Coup in Egypt, deposing the Muslim Brotherhood President Morsi, who had been elected by 51% of the Egyptian vote. Thousands of people jammed Tahrir Square overcome with joy as the army head announced that they were toppling the government. In a split screen, in another square thousands of Morsi supporters stood quietly, looking stunned. The Muslim Brotherhood TV station was closed and its employees taken into custody. Morsi’s supporters vowed to fight the coup, to the death if need be. A coup is always practiced on the skin of the people.
I was riveted to aljazeera’s live feed, wondering what PM Erdogan was thinking as he watched on his wide-screen TV. See, he might say to his followers, this is just like those coup-loving Gezi protesters I told you are agitating to get their old power back. This is what will happen if I let the Gezi protests get out of hand.
But the Gezi protesters aren’t Kemalists, and Morsi was incompetent and unsuited to the job of president. He spent so much time consolidating power and alienating people outside of his Muslim Brotherhood constituency that he had no time to plug the economic drain and rein in the security forces who were as busy manhandling and arresting people on trumped up charges as under Morsi’s autocratic predecessor. Morsi was divisive and arrogant and “the other half” of the Egyptians no longer felt safe or even heard.
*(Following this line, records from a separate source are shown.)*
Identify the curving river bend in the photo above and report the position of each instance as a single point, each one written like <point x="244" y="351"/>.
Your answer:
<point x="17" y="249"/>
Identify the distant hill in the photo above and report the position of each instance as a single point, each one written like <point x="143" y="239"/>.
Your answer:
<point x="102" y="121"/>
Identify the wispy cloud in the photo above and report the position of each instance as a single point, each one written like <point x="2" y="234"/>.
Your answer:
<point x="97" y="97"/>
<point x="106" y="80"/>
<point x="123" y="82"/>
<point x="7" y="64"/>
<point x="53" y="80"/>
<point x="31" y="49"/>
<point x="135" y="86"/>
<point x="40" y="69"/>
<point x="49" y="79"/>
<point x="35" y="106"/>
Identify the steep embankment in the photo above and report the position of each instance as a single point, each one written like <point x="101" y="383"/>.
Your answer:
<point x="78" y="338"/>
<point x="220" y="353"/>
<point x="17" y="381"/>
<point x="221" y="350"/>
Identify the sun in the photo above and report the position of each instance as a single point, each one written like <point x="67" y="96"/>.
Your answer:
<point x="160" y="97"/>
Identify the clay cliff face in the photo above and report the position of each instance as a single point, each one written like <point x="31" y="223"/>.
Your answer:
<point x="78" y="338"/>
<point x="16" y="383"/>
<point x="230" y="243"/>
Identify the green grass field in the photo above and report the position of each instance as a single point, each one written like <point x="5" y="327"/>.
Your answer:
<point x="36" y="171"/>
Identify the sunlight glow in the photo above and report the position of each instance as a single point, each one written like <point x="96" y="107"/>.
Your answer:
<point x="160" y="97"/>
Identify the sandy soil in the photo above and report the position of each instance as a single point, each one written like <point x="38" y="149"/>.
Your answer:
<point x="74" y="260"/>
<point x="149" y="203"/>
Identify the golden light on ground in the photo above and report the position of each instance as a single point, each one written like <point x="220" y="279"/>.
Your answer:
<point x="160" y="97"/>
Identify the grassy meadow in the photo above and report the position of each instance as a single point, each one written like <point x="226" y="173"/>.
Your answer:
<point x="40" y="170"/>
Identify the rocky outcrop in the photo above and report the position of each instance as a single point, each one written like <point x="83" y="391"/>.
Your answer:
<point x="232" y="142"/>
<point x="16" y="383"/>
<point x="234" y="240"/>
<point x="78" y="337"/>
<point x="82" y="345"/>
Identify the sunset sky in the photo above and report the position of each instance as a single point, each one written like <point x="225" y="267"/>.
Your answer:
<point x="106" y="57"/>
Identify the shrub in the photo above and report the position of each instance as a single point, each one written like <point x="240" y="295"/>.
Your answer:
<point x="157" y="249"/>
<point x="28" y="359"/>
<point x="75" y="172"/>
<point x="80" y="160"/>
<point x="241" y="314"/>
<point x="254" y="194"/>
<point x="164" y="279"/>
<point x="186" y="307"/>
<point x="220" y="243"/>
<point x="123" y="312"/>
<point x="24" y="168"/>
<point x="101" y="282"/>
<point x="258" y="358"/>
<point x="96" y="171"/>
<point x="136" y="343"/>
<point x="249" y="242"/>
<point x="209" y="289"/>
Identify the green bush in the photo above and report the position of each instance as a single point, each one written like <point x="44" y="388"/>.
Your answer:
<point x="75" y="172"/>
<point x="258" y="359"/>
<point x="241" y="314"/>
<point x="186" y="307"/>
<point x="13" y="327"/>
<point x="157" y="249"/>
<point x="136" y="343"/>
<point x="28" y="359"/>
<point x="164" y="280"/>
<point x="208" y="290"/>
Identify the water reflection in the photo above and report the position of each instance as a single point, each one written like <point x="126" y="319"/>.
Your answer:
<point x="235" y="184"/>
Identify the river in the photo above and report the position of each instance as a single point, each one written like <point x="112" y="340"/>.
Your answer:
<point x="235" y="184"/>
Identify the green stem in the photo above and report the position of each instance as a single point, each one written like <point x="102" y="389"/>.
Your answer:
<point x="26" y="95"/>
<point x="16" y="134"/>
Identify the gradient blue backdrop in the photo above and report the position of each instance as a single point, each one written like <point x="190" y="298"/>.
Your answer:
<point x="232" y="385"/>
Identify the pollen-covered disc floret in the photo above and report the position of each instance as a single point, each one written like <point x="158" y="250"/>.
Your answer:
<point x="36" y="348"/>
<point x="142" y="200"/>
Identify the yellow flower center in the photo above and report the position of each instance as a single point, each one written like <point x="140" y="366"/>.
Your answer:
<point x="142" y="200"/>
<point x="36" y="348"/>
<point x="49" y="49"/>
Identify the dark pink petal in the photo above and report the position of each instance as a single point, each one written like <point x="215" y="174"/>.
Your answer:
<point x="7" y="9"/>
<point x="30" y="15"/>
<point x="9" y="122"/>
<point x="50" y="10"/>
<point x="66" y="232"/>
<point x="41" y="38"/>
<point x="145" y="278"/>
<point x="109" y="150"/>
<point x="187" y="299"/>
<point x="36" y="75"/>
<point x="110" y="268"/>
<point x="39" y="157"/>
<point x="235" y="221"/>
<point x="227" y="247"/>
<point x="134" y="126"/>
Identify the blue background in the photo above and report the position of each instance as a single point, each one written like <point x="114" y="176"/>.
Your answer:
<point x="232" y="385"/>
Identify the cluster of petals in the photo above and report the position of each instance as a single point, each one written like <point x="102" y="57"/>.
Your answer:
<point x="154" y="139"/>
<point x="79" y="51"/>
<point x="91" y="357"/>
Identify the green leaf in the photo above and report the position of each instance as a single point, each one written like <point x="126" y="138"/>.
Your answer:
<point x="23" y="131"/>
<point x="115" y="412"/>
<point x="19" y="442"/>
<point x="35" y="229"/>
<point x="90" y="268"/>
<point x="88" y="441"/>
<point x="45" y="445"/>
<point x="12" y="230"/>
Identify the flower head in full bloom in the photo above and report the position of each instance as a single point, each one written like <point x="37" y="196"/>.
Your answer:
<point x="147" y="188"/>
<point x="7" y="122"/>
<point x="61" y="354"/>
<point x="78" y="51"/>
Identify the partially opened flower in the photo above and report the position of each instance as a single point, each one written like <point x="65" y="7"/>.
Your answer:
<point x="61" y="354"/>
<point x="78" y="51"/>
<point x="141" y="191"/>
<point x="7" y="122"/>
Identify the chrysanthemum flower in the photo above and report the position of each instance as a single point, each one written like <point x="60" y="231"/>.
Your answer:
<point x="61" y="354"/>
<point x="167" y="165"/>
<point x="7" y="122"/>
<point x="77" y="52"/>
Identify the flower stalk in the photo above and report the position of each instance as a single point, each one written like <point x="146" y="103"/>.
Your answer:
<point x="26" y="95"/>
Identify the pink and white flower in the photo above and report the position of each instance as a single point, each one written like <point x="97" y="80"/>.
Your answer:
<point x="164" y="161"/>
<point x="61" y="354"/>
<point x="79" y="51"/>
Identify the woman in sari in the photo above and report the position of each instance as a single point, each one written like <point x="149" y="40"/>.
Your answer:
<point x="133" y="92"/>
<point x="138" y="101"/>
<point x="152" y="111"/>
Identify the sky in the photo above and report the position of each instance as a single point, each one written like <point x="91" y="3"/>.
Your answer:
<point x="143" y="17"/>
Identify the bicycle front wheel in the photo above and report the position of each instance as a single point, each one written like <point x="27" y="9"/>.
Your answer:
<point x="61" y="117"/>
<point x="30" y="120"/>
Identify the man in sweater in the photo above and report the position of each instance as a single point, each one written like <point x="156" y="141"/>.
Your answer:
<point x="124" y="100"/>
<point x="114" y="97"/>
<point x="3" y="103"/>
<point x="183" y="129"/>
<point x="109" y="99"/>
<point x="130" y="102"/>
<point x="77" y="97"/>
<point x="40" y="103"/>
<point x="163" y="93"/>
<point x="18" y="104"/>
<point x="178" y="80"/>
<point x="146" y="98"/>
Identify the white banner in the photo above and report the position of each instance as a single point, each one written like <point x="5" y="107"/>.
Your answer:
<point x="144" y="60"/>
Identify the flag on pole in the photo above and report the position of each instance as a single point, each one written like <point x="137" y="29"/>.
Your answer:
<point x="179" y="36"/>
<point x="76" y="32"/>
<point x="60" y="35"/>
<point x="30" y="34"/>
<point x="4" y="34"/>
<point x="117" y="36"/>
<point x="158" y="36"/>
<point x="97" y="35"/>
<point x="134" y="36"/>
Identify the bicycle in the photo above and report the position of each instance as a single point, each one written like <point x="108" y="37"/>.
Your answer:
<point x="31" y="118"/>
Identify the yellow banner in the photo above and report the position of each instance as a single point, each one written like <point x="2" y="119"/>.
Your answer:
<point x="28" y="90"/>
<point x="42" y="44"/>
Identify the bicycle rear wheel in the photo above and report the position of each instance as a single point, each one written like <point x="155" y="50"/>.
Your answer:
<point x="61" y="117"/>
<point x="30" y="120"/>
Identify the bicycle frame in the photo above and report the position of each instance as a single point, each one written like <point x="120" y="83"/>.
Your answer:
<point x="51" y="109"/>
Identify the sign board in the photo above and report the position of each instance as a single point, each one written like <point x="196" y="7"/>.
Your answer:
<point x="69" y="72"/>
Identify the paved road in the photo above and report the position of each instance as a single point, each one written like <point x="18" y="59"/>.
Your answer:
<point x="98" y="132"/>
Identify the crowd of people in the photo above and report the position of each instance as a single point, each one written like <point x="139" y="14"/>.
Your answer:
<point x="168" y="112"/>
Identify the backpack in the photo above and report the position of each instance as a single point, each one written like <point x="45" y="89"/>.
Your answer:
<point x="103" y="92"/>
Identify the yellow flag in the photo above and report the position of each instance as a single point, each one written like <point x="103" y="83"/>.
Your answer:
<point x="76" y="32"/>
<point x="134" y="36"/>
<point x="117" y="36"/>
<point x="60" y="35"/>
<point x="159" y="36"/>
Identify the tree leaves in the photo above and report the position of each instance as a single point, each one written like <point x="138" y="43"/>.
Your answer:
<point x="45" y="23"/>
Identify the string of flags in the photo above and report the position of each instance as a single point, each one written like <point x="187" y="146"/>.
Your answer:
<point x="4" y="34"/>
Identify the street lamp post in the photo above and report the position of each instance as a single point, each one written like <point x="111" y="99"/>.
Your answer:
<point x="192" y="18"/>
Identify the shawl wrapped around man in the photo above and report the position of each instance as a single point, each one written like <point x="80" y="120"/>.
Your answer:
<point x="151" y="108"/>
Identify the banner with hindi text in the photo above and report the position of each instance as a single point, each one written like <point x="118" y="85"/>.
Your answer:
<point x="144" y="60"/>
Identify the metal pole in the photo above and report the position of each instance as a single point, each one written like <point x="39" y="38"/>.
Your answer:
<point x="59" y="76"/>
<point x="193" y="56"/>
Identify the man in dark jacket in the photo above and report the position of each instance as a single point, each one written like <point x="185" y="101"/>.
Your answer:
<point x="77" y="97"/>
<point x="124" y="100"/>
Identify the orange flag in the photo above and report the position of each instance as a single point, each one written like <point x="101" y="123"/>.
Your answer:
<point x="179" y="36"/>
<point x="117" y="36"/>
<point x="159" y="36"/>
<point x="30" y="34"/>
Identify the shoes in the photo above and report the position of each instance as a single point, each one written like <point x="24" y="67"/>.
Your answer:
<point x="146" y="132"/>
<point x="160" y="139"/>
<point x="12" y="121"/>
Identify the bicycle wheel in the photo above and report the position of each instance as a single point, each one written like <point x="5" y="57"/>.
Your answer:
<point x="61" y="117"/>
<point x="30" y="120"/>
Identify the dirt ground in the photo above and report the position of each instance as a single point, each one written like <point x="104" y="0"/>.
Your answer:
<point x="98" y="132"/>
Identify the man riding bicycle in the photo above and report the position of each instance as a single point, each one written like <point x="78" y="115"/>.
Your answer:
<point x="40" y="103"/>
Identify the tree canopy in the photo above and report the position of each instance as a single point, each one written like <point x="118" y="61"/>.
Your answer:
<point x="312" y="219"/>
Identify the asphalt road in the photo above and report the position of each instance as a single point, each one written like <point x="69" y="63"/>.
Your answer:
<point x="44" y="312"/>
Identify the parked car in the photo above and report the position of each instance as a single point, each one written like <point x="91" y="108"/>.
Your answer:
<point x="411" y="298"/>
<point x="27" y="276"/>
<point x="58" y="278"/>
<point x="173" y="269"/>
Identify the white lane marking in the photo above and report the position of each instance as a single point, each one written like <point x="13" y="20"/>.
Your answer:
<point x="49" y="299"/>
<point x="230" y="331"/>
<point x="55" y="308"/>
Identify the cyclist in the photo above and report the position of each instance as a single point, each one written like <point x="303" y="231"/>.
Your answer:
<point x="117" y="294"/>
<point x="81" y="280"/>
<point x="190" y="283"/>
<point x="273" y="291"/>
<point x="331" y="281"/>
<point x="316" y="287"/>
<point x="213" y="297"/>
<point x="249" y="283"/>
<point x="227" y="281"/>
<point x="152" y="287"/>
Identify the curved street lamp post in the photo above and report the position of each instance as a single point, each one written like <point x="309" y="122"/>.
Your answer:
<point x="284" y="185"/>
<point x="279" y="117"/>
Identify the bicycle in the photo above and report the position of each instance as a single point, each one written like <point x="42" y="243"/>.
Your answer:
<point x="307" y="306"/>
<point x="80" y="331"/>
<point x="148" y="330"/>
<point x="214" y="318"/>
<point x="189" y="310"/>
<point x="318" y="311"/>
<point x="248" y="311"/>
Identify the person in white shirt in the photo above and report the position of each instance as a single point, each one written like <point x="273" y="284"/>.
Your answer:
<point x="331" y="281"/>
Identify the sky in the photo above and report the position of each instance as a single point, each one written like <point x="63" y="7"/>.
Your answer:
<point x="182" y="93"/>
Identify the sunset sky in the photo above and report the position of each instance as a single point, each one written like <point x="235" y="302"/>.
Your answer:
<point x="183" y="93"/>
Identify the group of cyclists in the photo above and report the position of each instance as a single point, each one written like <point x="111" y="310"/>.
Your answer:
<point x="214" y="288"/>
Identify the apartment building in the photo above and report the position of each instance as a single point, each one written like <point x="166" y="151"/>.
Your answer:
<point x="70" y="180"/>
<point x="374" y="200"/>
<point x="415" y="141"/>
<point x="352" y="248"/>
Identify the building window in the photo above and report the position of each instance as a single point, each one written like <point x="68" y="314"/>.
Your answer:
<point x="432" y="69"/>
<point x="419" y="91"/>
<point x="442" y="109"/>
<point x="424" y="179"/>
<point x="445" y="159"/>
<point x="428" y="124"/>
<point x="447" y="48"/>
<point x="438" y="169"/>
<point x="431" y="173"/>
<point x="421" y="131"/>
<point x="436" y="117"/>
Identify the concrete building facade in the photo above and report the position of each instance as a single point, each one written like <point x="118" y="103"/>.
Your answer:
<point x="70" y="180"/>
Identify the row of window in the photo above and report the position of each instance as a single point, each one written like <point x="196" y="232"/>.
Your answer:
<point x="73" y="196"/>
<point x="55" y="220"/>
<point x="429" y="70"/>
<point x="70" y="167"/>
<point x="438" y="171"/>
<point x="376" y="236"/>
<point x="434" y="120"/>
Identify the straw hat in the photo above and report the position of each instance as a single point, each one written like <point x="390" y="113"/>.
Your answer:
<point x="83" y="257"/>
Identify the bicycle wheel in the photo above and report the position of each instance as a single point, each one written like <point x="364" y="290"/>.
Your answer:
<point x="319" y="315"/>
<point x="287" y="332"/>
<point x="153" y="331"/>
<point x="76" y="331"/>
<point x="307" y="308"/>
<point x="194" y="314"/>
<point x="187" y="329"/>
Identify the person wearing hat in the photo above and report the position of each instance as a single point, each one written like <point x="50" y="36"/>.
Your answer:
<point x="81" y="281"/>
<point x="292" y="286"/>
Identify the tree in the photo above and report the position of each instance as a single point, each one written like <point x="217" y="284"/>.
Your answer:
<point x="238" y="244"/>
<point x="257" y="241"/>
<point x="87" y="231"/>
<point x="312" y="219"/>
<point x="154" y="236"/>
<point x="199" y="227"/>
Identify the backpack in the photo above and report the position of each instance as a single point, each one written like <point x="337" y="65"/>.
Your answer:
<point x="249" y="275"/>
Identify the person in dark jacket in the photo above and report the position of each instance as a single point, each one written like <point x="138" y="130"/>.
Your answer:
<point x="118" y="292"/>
PM Erdogan, by contrast, was a pro and handled most economic and infrastructure issues with aplomb, fixing, improving, giving a lot of people some of what they wanted and needed. The army is probably no longer a threat, even if Erdogan hadn’t met expectations. But the rest of the paragraph above applies. Erdogan is playing the divisive card, perhaps to rally his base in advance of upcoming local elections, but it’s a foolish and dangerous game to diss half your population.
It seems in Turkey as in Egypt, the pious Muslim party insists on the ballot box because it knows it can fill it. In Egypt politically weak liberals who are unable to win the election applaud the coup reset button. In Turkey, in the recent past, some Kemalists called for the army to do its “duty” and topple the AKP, but so far the new protesters in the Gezi public square just want to be heard, want to be part of the democratic process. Go get yourself the votes, then, PM Erdogan replies, otherwise don’t bother me. And in his gruff way, he’s right — the protesters need to get inside the system if they wish to change it.
The Turkish public’s new expectations are in part a result of AKP’s success — a new, global economy, an expanding middle class, better educated youth. Instead of applauding them, it appears the the government doesn’t understand them and is afraid of them. But Gezi protesters are not coup-loving Tahrir Square denizens. Yet. Maybe never.